Mehr als die Hälfte der deutschen Autofahrer (57 Prozent) macht sich Sorgen um die Sicherheit von Assistenzsystemen im Auto wie die adaptive Geschwindigkeitsanpassung oder das automatische Einparken. Das ist das Ergebnis einer Studie zur Sicherheit von Anwendungen in vernetzten Automobilen, sogenannten Connected Cars, von Veracode und IDC [1]. Für die Studie wurden zum einen mehr als 1.000 Autofahrer in Deutschland und dem Vereinigten Königreich befragt. Zum anderen hat IDC auch Kfz-Hersteller und Vertreter der Automobilindustrie um ihre Sicht der Dinge gebeten. Das Ergebnis: Laut IDC wird es noch bis zu drei Jahre dauern, bis Anwendungen und Systeme im Auto ausreichend gegen Cyberbedrohungen geschützt sind.

Applikationen aus dem Internet erobern derzeit das Automobil. Darum rücken Sicherheitsbedenken und der Schutz vor Cyberbedrohungen verstärkt in den Fokus der Kfz-Hersteller. Die Studie untersucht daher die folgenden Kernfragen:

Welche Implikationen für die Cybersicherheit haben Connected Cars?

Wer ist verantwortlich für die Sicherheit von Connected-Car-Anwendungen?

Bei wem liegt die Produkthaftung?

Welche Herausforderungen und Ansätze gibt es im Umgang mit persönlichen Daten und dem Datenschutz?

Dazu stellt die Studie das Stimmungsbild von Autofahrern und die Ergebnisse ausführlicher Interviews mit Unternehmen wie Fiat-Chrysler, Seat, Scania, Delphi oder auch Organisationen wie dem ADAC gegenüber.
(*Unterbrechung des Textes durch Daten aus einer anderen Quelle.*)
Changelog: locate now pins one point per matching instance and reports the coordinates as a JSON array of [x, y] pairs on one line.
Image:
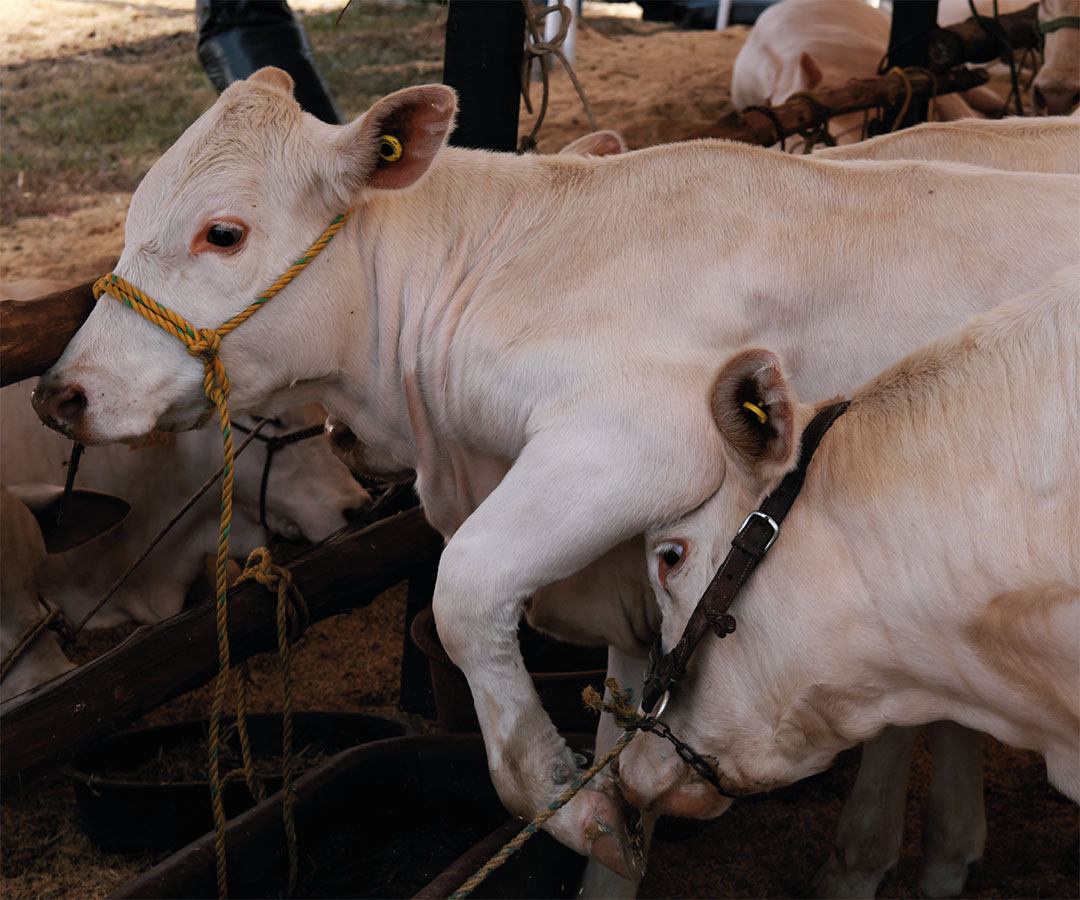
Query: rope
[[54, 619], [164, 531], [537, 49], [205, 344], [625, 716], [292, 618]]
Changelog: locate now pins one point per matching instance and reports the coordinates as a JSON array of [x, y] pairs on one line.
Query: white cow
[[23, 550], [929, 568], [1056, 88], [309, 494], [529, 335], [1016, 144], [807, 44]]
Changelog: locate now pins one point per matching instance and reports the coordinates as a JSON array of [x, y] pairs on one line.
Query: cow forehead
[[226, 153]]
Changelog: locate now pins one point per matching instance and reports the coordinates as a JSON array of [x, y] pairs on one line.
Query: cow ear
[[271, 77], [597, 144], [754, 410], [393, 144], [810, 71]]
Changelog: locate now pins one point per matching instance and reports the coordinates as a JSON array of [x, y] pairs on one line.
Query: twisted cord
[[292, 618], [626, 716], [205, 344]]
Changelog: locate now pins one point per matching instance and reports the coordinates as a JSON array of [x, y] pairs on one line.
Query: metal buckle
[[652, 716], [769, 520]]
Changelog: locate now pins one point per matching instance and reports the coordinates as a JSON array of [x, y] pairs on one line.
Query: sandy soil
[[653, 84]]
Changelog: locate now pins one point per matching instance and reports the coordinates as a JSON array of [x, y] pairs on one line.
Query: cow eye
[[670, 555], [225, 234]]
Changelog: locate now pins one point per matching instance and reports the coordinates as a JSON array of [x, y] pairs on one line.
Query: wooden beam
[[45, 726], [970, 42], [908, 36], [34, 333], [483, 63], [808, 111]]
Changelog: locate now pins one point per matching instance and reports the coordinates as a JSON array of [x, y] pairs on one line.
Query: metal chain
[[686, 753]]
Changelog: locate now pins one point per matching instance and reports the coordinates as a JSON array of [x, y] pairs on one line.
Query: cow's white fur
[[307, 495], [1016, 144], [535, 336], [809, 44], [929, 569]]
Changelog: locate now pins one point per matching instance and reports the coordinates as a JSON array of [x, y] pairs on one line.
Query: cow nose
[[352, 513], [59, 405]]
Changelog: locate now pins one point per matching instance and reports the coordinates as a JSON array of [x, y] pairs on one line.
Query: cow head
[[219, 217], [730, 708], [1056, 88], [309, 494]]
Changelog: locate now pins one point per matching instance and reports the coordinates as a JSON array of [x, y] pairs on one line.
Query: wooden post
[[34, 333], [970, 42], [908, 41], [44, 726], [483, 63]]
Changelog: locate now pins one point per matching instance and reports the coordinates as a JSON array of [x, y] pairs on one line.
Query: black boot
[[237, 37]]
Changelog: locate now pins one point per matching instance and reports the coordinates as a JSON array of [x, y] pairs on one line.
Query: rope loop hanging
[[538, 49], [205, 344]]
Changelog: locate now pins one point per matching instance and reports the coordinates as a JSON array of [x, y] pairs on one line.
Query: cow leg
[[598, 882], [954, 823], [570, 496], [872, 822]]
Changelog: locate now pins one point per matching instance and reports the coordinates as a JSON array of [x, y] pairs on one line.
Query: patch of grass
[[98, 121]]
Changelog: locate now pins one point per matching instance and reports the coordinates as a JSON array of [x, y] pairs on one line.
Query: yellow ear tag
[[390, 148], [757, 411]]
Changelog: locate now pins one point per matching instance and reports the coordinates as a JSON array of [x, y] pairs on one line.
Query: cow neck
[[757, 534]]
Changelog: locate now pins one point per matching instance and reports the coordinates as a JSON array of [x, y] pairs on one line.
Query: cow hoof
[[611, 840], [944, 877], [837, 881]]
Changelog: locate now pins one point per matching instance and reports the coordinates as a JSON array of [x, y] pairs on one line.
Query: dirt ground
[[653, 84]]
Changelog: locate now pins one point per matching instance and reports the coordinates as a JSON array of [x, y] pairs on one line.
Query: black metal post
[[908, 45], [483, 63]]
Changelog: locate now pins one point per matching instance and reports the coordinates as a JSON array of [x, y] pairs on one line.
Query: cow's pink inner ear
[[272, 77], [420, 119]]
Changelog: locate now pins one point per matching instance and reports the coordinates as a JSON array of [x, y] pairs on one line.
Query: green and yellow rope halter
[[205, 344]]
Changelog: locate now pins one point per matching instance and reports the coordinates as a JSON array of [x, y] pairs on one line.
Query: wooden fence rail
[[810, 110], [43, 727]]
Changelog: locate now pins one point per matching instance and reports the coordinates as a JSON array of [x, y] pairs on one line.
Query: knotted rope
[[537, 49], [206, 344], [292, 619], [54, 619], [621, 707]]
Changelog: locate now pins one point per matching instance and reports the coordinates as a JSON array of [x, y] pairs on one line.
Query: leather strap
[[753, 540]]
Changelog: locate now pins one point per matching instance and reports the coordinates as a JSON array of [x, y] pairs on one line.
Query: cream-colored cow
[[534, 337], [929, 569], [807, 44], [1016, 144]]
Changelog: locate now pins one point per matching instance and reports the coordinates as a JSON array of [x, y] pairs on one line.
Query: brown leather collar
[[748, 547]]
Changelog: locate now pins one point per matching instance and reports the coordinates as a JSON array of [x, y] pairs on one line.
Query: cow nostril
[[69, 404]]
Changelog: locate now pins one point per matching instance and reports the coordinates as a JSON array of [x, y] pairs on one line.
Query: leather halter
[[748, 547], [274, 444]]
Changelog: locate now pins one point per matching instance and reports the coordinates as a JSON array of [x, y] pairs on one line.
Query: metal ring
[[390, 148], [660, 711]]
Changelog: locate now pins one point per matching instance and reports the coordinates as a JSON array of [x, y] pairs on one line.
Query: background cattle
[[413, 328], [898, 591]]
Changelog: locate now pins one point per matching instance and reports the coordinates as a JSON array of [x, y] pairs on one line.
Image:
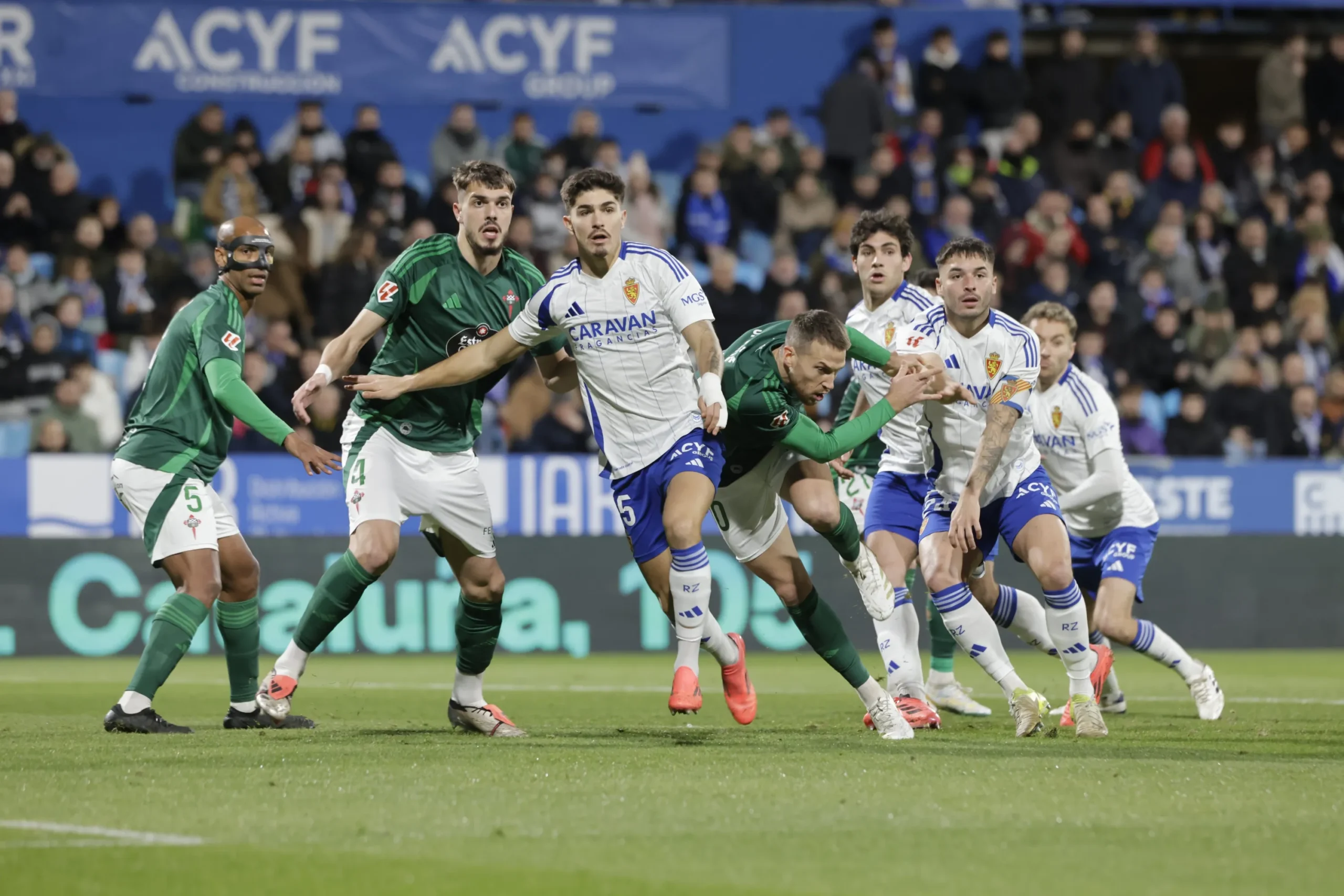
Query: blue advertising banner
[[413, 53], [563, 495]]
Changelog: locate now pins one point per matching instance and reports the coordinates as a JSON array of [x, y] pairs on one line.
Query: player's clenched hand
[[908, 387], [378, 386], [306, 394], [965, 525], [313, 458]]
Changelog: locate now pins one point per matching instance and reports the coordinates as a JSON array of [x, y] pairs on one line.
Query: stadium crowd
[[1208, 276]]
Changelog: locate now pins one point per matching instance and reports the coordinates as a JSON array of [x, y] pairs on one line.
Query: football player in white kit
[[1112, 522], [629, 312], [988, 481]]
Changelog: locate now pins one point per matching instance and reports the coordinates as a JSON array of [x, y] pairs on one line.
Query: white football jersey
[[1076, 421], [636, 375], [999, 364], [908, 449]]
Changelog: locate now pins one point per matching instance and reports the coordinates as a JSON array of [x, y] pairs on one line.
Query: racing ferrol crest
[[992, 364]]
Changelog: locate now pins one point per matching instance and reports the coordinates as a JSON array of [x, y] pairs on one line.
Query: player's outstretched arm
[[337, 359], [709, 362], [471, 364]]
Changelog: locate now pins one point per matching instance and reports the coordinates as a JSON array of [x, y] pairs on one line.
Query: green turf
[[613, 796]]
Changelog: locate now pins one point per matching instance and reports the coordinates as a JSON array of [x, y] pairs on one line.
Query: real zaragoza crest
[[992, 364]]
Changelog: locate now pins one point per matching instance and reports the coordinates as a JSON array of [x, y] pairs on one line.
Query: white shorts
[[175, 515], [390, 480], [854, 493], [750, 512]]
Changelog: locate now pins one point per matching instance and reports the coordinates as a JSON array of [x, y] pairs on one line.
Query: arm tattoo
[[992, 444]]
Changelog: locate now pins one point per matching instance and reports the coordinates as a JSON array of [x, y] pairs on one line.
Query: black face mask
[[265, 253]]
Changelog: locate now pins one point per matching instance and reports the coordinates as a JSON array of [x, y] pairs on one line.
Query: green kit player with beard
[[774, 450], [412, 456], [175, 440]]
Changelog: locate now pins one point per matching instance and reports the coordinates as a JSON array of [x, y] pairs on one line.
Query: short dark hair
[[486, 174], [882, 222], [811, 327], [968, 246], [588, 179]]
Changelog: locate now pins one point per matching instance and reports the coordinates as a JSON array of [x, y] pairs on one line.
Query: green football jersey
[[866, 457], [761, 407], [437, 304], [176, 425]]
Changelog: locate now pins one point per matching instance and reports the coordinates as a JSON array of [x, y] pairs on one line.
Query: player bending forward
[[1112, 522], [988, 481], [881, 246], [774, 450], [412, 456], [176, 437], [629, 312]]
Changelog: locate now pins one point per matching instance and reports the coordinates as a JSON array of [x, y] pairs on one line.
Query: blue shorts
[[1034, 496], [640, 496], [1120, 554]]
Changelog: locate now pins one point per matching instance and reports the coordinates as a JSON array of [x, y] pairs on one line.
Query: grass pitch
[[613, 796]]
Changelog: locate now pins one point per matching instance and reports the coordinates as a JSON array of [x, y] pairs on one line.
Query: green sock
[[844, 537], [170, 636], [478, 632], [942, 647], [241, 636], [822, 629], [334, 598]]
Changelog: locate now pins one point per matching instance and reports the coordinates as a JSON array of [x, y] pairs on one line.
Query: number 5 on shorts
[[625, 510]]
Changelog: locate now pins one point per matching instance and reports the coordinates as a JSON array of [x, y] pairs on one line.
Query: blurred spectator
[[81, 430], [705, 218], [366, 148], [1193, 433], [13, 128], [328, 226], [521, 150], [805, 215], [647, 213], [1000, 93], [1146, 83], [944, 83], [779, 132], [1278, 87], [1324, 87], [460, 140], [310, 123], [1136, 434], [198, 151], [736, 308], [854, 113], [232, 191], [579, 148], [1077, 163], [1067, 88], [897, 76]]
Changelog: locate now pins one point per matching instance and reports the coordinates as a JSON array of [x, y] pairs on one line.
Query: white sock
[[872, 693], [132, 702], [898, 642], [1158, 645], [292, 662], [1022, 614], [714, 641], [690, 579], [1067, 620], [468, 690], [976, 633]]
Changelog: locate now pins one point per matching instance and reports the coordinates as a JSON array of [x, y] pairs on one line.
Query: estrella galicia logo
[[469, 336]]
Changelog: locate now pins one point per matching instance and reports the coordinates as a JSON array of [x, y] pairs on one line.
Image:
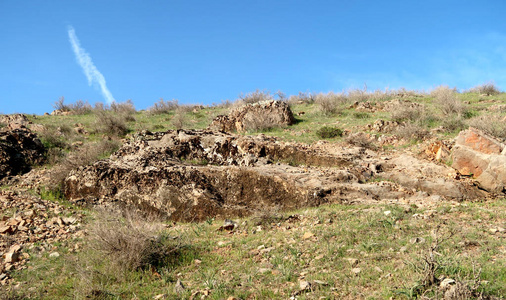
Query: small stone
[[304, 285], [353, 261], [54, 255], [446, 282], [417, 240], [179, 287], [307, 235], [319, 282]]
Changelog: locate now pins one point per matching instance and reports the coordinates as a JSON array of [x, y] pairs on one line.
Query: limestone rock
[[481, 156], [264, 114]]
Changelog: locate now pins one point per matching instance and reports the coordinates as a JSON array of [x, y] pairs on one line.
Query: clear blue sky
[[207, 51]]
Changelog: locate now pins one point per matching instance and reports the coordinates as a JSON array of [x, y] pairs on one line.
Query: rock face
[[19, 150], [191, 175], [194, 175], [481, 156], [265, 114]]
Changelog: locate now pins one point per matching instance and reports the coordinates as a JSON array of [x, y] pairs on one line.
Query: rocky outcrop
[[481, 156], [191, 175], [20, 149], [35, 225], [260, 115], [194, 175]]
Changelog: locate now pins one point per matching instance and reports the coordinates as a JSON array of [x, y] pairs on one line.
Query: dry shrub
[[180, 118], [107, 122], [82, 156], [120, 243], [362, 140], [412, 131], [302, 98], [126, 107], [408, 114], [80, 107], [330, 104], [453, 124], [56, 136], [488, 89], [254, 97], [130, 241], [163, 107], [492, 124], [447, 101], [60, 104]]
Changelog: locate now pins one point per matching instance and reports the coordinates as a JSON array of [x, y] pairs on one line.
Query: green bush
[[328, 132]]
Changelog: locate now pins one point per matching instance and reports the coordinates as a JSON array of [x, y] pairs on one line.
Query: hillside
[[395, 194]]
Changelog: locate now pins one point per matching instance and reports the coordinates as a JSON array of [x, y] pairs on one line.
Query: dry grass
[[491, 124], [489, 89], [129, 241], [254, 97], [163, 107], [111, 123], [448, 102], [82, 156]]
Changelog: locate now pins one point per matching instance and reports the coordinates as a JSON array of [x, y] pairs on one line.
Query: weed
[[163, 107], [448, 102], [109, 123], [328, 132], [254, 97], [488, 89]]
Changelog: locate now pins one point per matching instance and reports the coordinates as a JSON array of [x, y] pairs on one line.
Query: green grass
[[271, 262]]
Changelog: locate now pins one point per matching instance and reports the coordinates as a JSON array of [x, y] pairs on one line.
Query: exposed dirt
[[194, 175], [20, 149]]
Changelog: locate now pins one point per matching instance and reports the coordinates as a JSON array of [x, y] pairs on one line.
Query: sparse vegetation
[[327, 132], [341, 251], [164, 107], [489, 89]]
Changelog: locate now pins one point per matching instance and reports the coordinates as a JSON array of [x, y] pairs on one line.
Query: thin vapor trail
[[89, 69]]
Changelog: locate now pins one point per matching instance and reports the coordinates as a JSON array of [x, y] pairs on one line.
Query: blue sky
[[203, 52]]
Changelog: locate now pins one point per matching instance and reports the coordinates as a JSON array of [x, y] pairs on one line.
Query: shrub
[[180, 119], [109, 123], [130, 241], [254, 97], [448, 102], [80, 107], [306, 98], [488, 89], [491, 124], [163, 107], [412, 131], [330, 103], [60, 104], [453, 124], [361, 139], [328, 132], [82, 156], [56, 136], [408, 114], [126, 107]]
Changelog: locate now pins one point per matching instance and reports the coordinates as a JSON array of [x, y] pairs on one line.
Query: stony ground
[[339, 193]]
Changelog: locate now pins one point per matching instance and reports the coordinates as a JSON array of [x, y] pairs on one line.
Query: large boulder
[[193, 175], [260, 115], [20, 149], [481, 156]]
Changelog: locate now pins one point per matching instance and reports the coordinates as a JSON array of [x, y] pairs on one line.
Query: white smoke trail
[[89, 68]]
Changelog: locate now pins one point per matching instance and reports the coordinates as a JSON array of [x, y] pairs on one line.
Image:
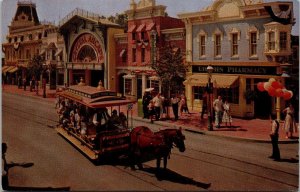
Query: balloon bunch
[[275, 89]]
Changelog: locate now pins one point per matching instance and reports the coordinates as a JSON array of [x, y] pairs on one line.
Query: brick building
[[149, 28], [24, 40], [246, 45]]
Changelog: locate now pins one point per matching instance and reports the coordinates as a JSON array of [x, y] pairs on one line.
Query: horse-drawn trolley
[[92, 120]]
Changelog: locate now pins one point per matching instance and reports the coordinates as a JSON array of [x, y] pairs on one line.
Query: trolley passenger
[[100, 119]]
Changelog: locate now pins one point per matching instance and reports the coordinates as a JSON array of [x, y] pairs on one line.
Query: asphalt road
[[209, 163]]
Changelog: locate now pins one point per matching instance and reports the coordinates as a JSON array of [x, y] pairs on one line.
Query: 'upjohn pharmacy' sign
[[237, 70]]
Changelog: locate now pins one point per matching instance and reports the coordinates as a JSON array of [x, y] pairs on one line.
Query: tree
[[35, 67], [170, 68], [120, 19]]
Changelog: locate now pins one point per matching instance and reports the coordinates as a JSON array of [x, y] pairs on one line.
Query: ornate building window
[[283, 41], [133, 55], [217, 45], [198, 92], [128, 86], [253, 44], [217, 38], [87, 54], [234, 45], [143, 53], [202, 38], [234, 36], [271, 41]]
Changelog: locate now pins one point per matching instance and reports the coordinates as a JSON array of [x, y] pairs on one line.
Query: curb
[[211, 133], [32, 96]]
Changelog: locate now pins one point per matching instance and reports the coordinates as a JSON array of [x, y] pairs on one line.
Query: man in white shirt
[[218, 106], [157, 101]]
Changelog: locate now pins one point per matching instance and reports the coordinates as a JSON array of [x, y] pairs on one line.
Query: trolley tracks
[[193, 156]]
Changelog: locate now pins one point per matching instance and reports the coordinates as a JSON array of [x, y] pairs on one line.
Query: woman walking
[[289, 122]]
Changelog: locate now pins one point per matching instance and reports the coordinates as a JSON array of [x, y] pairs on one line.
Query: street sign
[[129, 106]]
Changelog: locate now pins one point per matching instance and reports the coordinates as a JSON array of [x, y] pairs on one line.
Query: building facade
[[149, 29], [245, 45], [24, 41], [89, 48]]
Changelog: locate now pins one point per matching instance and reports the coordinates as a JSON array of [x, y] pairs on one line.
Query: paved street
[[209, 162]]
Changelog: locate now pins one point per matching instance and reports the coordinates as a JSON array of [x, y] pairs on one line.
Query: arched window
[[87, 54]]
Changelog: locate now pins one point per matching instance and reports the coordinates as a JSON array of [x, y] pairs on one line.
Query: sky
[[55, 10]]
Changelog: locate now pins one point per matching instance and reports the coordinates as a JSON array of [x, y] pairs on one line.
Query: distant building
[[24, 40], [246, 42], [149, 29], [89, 48]]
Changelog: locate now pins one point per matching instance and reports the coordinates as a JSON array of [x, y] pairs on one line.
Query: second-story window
[[234, 45], [271, 41], [283, 41], [143, 52], [217, 45], [253, 44], [142, 35], [202, 45], [133, 36], [27, 54], [133, 54]]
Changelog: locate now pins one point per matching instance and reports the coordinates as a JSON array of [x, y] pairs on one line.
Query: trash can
[[140, 108]]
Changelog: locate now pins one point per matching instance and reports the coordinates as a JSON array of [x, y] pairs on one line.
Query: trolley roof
[[93, 97]]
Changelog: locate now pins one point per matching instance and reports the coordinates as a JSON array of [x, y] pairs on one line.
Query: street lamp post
[[210, 69]]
Die wichtigsten Erkenntnisse der Studie:

  • Anwendungen aus dem Internet stellen eine Herausforderung für die Sicherheit dar. Alle interviewten Hersteller haben Sicherheitsbedenken gegenüber Anwendungen, die sie nicht selbst entwickeltet haben. Diese könnten dazu führen, dass der Hersteller nicht mehr die volle Kontrolle über die Sicherheit des Fahrzeugs hätte.
  • Hersteller sollten für die Sicherheit eines Connected Cars haftbar sein. 87 Prozent der befragten Autofahrer sind der Ansicht, dass alle Sicherheitsaspekte eines Autos beim Hersteller liegen. Dazu zählt auch die Fähigkeit von Apps, Cyberangriffen zu widerstehen. Dabei ist es aus Verbrauchersicht unerheblich, ob diese Connected-Car-Anwendungen von einer unabhängigen Softwarefirma oder vom Autohersteller selbst entwickelt wurden.
  • Hersteller glauben, sich nicht um den Datenschutz der Fahrer sorgen zu müssen. 46 Prozent der Autofahrer haben jedoch Bedenken rund um das Thema Datenschutz, insbesondere vor dem Hintergrund immer stärker integrierter Anwendungen. Zum Beispiel entwickeln sich Navigationsanwendungen dahin, dass sie Parkplätze nicht mehr nur finden, sondern auch für den Fahrer reservieren und automatisch bezahlen. Hierdurch steigt das Risiko eines Verlusts von Kreditkarten- oder anderen persönlichen Daten.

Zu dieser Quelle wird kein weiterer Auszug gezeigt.